Some things are within our power, and some are not. Within our power is opinions, beliefs, values, the power of assent or rejection, some aversions and attachments, delusions and illusions. Most other things are only under our influence, nothing like control, and much is totally beyond the influence of anyone. So we can only have free will over those things that we have control over. Note that our body, at best we have some influence over but nothing like control. Our mind cannot influence our genetics, or our epigenetics much. Over extended time we can turn on or off some characteristics when we are young, before we have anything like mature reasoning ability. Those early decisions can screw us for life.
Epigenetics control our desires for food at a cellular level. When the demand is turned on through overeating, we are harnessed with that desire for life; it is no longer anything like free will. That is why sustained weight loss through diet is only successful long term in 5% of the population. We need to fight our very nature for the remainder of our lives or accept obesity. We do not have free will in this matter. We have a natural desire at a cellular level to eat. Anyone who says lifestyle knows less about this issue than I. Yes, I have confidence in this fact. The research is elsewhere.

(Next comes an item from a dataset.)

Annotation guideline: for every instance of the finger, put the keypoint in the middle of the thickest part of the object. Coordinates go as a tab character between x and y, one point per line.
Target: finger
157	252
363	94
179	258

AA, NA, OA, etc work by the creation, in the mind, of a divinity that is more powerful than the problem, submission to this divinity, and following the directions of this divinity and other "suggestions." It is not rational. When/if we are unable/unwilling to create this delusion in our mind, those programs are unable to provide any help other than "just do it because it works." So what is the rational approach to overcoming our nature? Well that is where things get really scarce. There are "tool systems" and education, and knowledge, but mostly it is unknown. We are exploring for the devil, as if there was one.
So what is stronger than our nature? One thing is obsessive compulsive behaviors. So is it possible to train in limited obsessive compulsive behavior in the self?